Ilegal,
Dana Bansos untuk Pemilu 2014
Agust Riewanto ; Pengajar Program Pascasarjana Ilmu Hukum
Universitas Sebelas Maret (UNS) Surakarta
|
MEDIA
INDONESIA, 26 Maret 2014
PELAKSANAAN Pemilu Legislatif
2014 tinggal menghitung hari, di tengah suasana kampanye 16 Maret-6 April
2014 ini publik dikejutkan perilaku birokrasi pemerintah dalam pengelolaan
dana Anggaran Pendapatan dan Belanja Negara (APBN) 2014 yang irasional. Sejumlah
kementerian tengah menyimpan dana bantuan sosial (bansos) yang bernilai
spektakuler. Dana bansos pada APBN 2013 sebesar Rp69,61 triliun, sedangkan
pada APBN 2014 meningkat 17,6%, atau berkisar antara Rp91,19 triliun sampai
dengan Rp139,17 triliun (Media Indonesia, 22 Maret 2013).
Postur penggunaan dana APBN 2014
oleh pemerintah tahun ini potensial diselewengkan untuk kepentingan pendanaan
Pemilu 2014. Pemerintah telah menambah pagu anggaran bansos 2014, dari Rp55,8
triliun menjadi Rp91,8 triliun.
Perubahan pagu anggaran juga terjadi pada
belanja barang, belanja modal, dan belanja lainnya. Belanja barang meningkat
dari Rp201,8 triliun menjadi Rp214, 4 triliun, tetapi belanja modal justru
turun dari Rp232,8 triliun menjadi Rp184,2 triliun. Ini cermin postur
anggaran yang tak sehat dalam pengelolaan APBN, seharusnya belanja barang
yang turun, sedangkan belanja modal naik. Patut diduga bahwa penggelembungan
dana bansos di APBN 2014 merupakan kolusi pemerintah dan DPR, sebab 10
kementerian dari 14 kementerian dan lembaga negara dipimpin menteri yang
berasal dari partai politik. Aneka siasat politik didesain sedemikian rupa
antara pemerintah dan DPR untuk mengefektifkan penggunaan pagu anggaran APBN
untuk kepentingan politik menjelang Pemilu 2014.
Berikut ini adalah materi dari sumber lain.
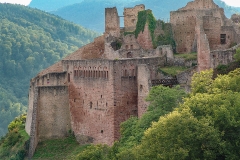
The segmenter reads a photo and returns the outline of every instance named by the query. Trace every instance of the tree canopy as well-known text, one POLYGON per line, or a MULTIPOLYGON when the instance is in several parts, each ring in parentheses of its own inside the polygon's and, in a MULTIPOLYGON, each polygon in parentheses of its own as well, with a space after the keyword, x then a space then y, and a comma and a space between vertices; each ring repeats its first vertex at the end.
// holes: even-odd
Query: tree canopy
POLYGON ((240 68, 212 76, 213 70, 195 73, 192 92, 182 101, 176 88, 153 87, 148 111, 122 123, 119 142, 101 155, 118 160, 238 159, 240 68))
POLYGON ((0 136, 26 112, 29 80, 98 34, 49 13, 0 3, 0 136))

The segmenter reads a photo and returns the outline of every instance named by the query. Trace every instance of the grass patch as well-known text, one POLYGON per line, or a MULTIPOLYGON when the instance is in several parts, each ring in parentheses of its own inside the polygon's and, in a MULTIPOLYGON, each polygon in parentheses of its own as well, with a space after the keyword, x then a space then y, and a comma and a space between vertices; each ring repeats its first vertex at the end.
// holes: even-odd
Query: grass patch
POLYGON ((181 66, 168 66, 159 68, 159 72, 162 72, 164 75, 176 76, 177 74, 186 71, 188 68, 181 66))
POLYGON ((29 136, 25 131, 26 115, 15 118, 8 125, 8 133, 0 140, 0 159, 23 160, 26 158, 29 136))
POLYGON ((37 146, 33 160, 77 159, 77 155, 89 145, 79 145, 74 136, 63 139, 46 140, 37 146))
POLYGON ((186 61, 197 60, 197 53, 176 53, 174 54, 177 58, 184 58, 186 61))

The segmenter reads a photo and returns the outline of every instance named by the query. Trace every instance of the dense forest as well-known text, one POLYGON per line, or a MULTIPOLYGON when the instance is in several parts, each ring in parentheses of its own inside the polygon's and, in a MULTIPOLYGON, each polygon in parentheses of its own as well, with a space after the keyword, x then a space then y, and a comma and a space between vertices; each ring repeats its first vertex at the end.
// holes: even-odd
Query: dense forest
MULTIPOLYGON (((64 139, 39 143, 32 159, 239 159, 240 68, 212 77, 213 70, 195 73, 189 94, 179 86, 152 87, 147 112, 123 122, 121 138, 111 147, 79 145, 69 132, 64 139)), ((22 160, 27 155, 25 119, 22 115, 9 124, 0 140, 1 159, 22 160)))
MULTIPOLYGON (((32 3, 36 3, 34 1, 35 0, 33 0, 32 3)), ((123 16, 124 7, 134 7, 138 4, 144 4, 147 9, 151 9, 153 11, 153 14, 157 19, 169 21, 170 11, 174 11, 186 6, 189 1, 191 0, 79 0, 79 2, 76 4, 72 3, 71 5, 59 8, 56 11, 51 11, 51 13, 63 17, 64 19, 72 21, 76 24, 81 24, 89 29, 103 32, 105 22, 104 9, 106 7, 116 6, 119 12, 119 16, 123 16)), ((225 14, 228 18, 230 18, 234 13, 240 13, 240 8, 230 7, 221 0, 214 0, 214 2, 219 5, 219 7, 224 8, 225 14)), ((52 3, 54 3, 54 1, 52 1, 52 3)), ((30 4, 30 6, 32 5, 30 4)), ((34 5, 34 7, 38 6, 34 5)), ((39 5, 39 7, 42 8, 43 6, 39 5)), ((123 26, 123 18, 121 18, 121 22, 121 26, 123 26)))
POLYGON ((29 81, 98 33, 29 7, 0 4, 0 136, 26 112, 29 81))

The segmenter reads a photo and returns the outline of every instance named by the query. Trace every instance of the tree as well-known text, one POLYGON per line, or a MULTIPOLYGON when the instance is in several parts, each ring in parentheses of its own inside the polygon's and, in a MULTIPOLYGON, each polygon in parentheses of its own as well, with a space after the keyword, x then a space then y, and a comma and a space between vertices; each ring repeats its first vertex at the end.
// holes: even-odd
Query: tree
POLYGON ((153 123, 132 150, 134 159, 240 157, 240 69, 215 80, 208 78, 211 73, 194 76, 194 92, 174 112, 153 123))
POLYGON ((154 122, 134 152, 138 160, 216 159, 220 133, 189 110, 174 111, 154 122))

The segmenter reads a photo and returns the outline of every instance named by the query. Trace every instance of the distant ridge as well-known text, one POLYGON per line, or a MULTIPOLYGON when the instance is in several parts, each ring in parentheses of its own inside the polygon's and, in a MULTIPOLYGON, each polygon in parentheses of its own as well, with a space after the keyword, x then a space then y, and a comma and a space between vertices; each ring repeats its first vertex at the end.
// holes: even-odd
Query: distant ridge
MULTIPOLYGON (((33 0, 35 1, 35 0, 33 0)), ((116 6, 118 10, 123 7, 132 7, 137 4, 145 4, 146 8, 151 8, 157 19, 168 21, 170 11, 184 7, 190 0, 135 0, 135 1, 116 1, 116 0, 84 0, 78 4, 65 6, 51 13, 64 19, 72 21, 82 26, 98 31, 104 31, 104 9, 106 7, 116 6), (173 5, 174 4, 174 5, 173 5)), ((214 0, 217 5, 224 8, 225 15, 229 18, 232 14, 240 12, 240 8, 230 7, 221 0, 214 0)), ((122 13, 119 13, 122 15, 122 13)))

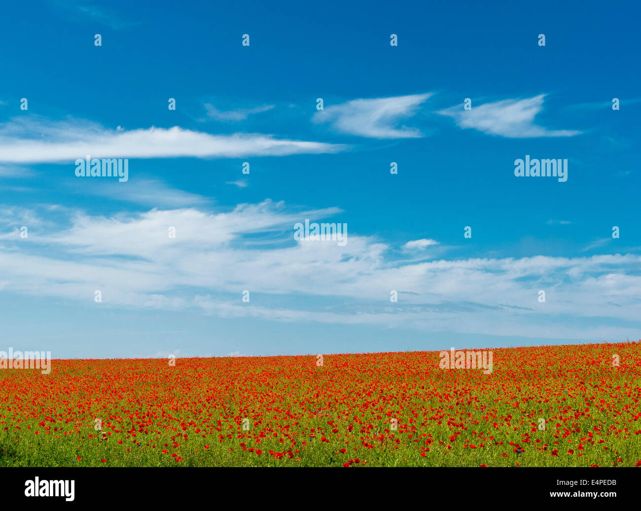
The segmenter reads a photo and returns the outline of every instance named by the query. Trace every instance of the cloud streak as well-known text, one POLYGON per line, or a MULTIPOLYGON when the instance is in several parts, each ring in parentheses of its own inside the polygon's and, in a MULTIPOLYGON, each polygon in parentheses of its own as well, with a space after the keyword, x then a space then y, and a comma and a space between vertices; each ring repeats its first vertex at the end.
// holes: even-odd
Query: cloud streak
POLYGON ((535 117, 543 110, 545 96, 540 94, 526 99, 504 99, 479 106, 472 105, 470 110, 465 110, 462 105, 457 105, 437 113, 453 118, 459 127, 508 138, 579 134, 581 132, 575 130, 549 130, 534 124, 535 117))
POLYGON ((316 124, 329 123, 336 131, 369 138, 417 138, 415 128, 397 127, 404 117, 413 115, 431 93, 376 99, 354 99, 331 105, 314 114, 316 124))
POLYGON ((345 146, 262 134, 214 135, 178 126, 110 130, 87 122, 13 119, 0 125, 0 162, 74 161, 101 158, 199 158, 333 153, 345 146))

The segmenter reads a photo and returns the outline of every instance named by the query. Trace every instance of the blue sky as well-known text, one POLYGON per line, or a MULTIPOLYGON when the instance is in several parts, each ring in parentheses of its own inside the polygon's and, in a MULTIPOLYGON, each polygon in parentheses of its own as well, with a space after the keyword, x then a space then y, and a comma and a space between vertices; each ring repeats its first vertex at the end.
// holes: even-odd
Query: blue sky
POLYGON ((639 8, 490 3, 4 6, 3 343, 82 358, 641 337, 639 8), (128 180, 77 177, 88 154, 128 159, 128 180), (567 181, 515 176, 526 155, 567 159, 567 181), (346 244, 296 240, 306 218, 345 223, 346 244))

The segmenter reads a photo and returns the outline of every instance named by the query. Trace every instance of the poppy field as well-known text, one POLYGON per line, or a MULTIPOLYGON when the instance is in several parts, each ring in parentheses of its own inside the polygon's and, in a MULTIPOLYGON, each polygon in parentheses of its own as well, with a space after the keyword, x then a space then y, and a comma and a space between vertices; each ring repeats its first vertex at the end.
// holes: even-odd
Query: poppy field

Model mengemas dana bansos
Sementara itu, pemanfaatan dana bansos
dan distribusinya kepada masyarakat ialah otoritas pemerintah melalui
kementerian dan biasanya dilaksanakan berdasarkan pada dua hal. Pertama,
bergantung pada kebijakan dari pemerintah terkait dengan siapa yang diberi,
model pendistribusiannya, dan bentuk serta jenisnya. Memang secara teoretis
hanya pemerintahlah yang diberi otoritas untuk melakukan kebijakan. Kebijakan
menjadi penting bagi pemerintah agar mudah melakukan pelayanan publik dan
menjalankan visi dan program.
Kebijakan akan berjalan baik
jika dilakukan pemerintah yang bermoral dan tidak melanggar asas-asas
pemerintahan yang baik. Namun, itu akan menjadi buruk jika dilakukan
pemerintah yang tak bermoral dan cenderung mementingkan kelompoknya, serta
bermotivasi untuk menaikkan citra partainya agar terpilih kembali dalam
pemilu berikutnya. Karena itu, di balik setiap kebijakan itu akan selalu
muncul potensi untuk melanggar hukum (onrechtmatige
overheidsdaad), penyalahgunaan wewenang (detournement de pouvoir) dan kesewenang-wenangan (abus de droit).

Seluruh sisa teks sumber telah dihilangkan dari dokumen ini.